OPPORTUNITIES abound in 2010 for companies with liquidity, but those with dwindling cash flow – no matter how great their prospects – face a great regression when it comes to lending. Brisbane Business News tracked down some of the city’s leading finance experts about the year ahead and even let the banks add their five cents.
The old adage that ‘the customer is always right’ will be of great significance this year, particularly as a recent Suncorp survey showed 26 per cent of Brisbane residents are concerned about paying their weekly bills.
To Suncorp bank executive manager Tony Meredith this could translate to lower retail sales, using the analogy of Queensland’s water restrictions to the current financial situation.
“People just didn’t realise how much they were using. Due to the GFC our customers realise that they’re going to have to get by with what they have,” he says.

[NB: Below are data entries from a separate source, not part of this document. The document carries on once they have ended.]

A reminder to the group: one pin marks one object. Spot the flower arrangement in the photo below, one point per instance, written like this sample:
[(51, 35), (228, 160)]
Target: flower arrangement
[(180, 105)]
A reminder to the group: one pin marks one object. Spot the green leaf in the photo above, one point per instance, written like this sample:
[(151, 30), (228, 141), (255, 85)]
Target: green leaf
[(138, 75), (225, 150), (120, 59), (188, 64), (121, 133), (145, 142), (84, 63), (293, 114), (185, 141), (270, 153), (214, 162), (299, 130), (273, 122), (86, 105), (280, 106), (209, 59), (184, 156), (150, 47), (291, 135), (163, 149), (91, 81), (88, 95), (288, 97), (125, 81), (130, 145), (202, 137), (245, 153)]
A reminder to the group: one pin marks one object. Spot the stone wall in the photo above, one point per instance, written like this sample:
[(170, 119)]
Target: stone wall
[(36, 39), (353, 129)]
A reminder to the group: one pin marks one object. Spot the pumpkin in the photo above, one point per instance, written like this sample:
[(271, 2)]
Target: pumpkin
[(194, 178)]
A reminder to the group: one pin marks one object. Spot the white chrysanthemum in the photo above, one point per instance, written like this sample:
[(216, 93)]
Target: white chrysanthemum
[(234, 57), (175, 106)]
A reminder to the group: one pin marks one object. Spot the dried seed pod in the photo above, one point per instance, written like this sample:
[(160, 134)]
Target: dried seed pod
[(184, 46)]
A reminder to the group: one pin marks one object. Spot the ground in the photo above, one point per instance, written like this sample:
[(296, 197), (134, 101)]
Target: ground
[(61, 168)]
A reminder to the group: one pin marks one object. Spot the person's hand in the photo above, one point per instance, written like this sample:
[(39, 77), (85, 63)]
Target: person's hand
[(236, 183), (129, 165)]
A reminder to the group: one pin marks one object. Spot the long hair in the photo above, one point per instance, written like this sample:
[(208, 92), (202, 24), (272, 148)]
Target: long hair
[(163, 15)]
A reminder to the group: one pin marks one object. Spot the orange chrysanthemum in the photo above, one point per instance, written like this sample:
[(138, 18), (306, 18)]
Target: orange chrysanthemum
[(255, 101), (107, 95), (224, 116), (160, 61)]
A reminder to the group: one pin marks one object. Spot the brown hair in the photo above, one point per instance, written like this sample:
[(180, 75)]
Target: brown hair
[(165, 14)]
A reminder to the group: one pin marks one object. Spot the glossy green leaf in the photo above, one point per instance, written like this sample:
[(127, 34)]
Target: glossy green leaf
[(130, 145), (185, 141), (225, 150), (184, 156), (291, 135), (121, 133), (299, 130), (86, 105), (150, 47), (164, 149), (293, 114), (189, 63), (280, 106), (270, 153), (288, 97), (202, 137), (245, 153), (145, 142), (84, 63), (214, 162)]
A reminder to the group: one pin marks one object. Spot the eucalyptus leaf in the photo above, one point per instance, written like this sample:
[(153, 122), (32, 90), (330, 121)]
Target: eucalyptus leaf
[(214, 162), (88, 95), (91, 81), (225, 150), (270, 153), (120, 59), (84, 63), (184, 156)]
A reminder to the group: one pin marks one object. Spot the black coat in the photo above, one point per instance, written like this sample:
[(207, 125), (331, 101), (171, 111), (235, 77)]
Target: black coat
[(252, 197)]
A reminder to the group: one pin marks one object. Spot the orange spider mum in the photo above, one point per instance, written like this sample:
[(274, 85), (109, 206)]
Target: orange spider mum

And for small business the situation looks like something similar. This needn’t mean that funding will be completely dry, but as banks try to boost their involvement in commercial lending amidst an air of conservatism, companies will need to prove their business prospects with money in the bank.
And the growth looks likely to be a trickle, with National Australia Bank (NAB) private wealth manager David Pourre predicting economic growth of 2 per cent.

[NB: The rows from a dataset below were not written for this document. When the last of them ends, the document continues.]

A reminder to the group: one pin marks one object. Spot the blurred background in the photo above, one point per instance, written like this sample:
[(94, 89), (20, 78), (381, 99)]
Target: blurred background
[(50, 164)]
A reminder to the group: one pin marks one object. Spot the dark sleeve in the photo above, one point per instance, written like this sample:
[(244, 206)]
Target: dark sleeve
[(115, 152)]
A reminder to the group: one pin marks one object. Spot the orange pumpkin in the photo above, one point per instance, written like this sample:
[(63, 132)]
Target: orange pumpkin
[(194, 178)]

“Much of that will come through household consumption and construction as well, so lending is going to be crucial for that, and we do expect it to grow in 2010.

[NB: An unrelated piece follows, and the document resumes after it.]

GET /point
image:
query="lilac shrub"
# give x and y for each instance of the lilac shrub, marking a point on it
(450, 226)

“The lesson learned from the financial crisis has been that diversifying your portfolio is going to be crucial to avoid any downside from the market. As for business, there’s going to be opportunity across markets and a lot of large businesses that are well capped may well look at acquisitions.”
NAB claims to have increased its SME lending book by $5 billion last year and Suncorp may claim to offer the lowest small business lending rate in the country, but financial experts are getting mixed messages from the current climate – recovering but reticent, confident but cautious.
Adviser at Genesys Wealth Advisers
For smaller business and IPOs it’s hard to pick – there’s now a difference with risk. As the economic situation improves the appetite for risk improves, but it will probably be a bit subdued in the first half of the year.
The terms and conditions for lenders will be stricter than in recent years. Easy money for those with lower financial capacity will be more difficult, but those with good business proposals should find an increasing availability of funds
Sectors to watch?
Material and resources are the major sectors - energy organisations have a play because of the ‘green’ factor. I’d also pick the consumer discretion sector, the Billabongs that thrive when things get better. The industrials, they’ll tag along and the banks have done the majority of what they could do to come back off the floor.
Companies to watch?
Campbell Brothers are a stock in my mind that have done well. They used to be mainly household products, detergents and all that, but they moved into technology services for the resource sector. There’s going to be a lot of plays in the resource sector, the China play will happen and there’s opportunities for someone who knows what they’re doing. I’d also pick GWA – they’ve been a bit flat, been knocked around, but they’re a significant market player.
General Manager at Cashflow Finance
There will still be an appetite amongst the banks to fund the larger organisations, but SMEs will have to continue to look more to non-bank lenders, VCs and Business Angels for funding solutions.
On the one hand confidence is likely to remain fragile and active private investors will be looking closely at the risk-reward balance before committing capital into the private or SME sector. On the other hand there are good businesses with growth potential seeking additional funding and there are potential investors out there looking for a good return on their capital.
Where to invest right now?
Non-bank businesses and commercial lenders, mining companies, those involved with public infrastructure, as well as the Top 200.
The US recovery will be tentative, prone to stalling and taking backward steps. The main direct impact will be on importers and exporters, particularly those trading in $US. The impact of the US economy is as much psychological as it affects confidence, but the impact on the majority of Brisbane companies is likely to be minimal.
What to keep an eye on?
Liquidity is critical in the current climate, as businesses with solvent balance sheets can still find themselves unable to meet their liabilities as and when they fall due if they’ve got too much “cash” tied up in debtors and stock. Foreign exchange rates will be an issue for exporters too.
CEO at HLB Mann Judd
Businesses at the moment can’t get money and that’s the main impediment we’re seeing. It’s tightening up, they’re picking the eyes out of all proposals they want to do and they’re very much doing it on their own terms. The banks are doing home loans but they’re not doing business lending.
Some SMEs can get lending but they’re not getting as much. Whereas before they could get 60 to 70 per cent, now the bank is giving 50 per cent and saying ‘you tip in the rest’. But the thing is, they don’t have the rest.I think if you look at the SME market those that have been better off would be keen to take advantage of the current situation, they’d been keen for acquisitions or mergers, but they’re not able to get the funding to do it.
The appetite for IPOs is going to dramatically rise – it’ll push up because companies of a certain size won’t be able to get funding from the banks and will need to raise capital by other means.
All the indicators are showing economic improvement, but it isn’t going to keep improving if SMEs can’t get the finance they need.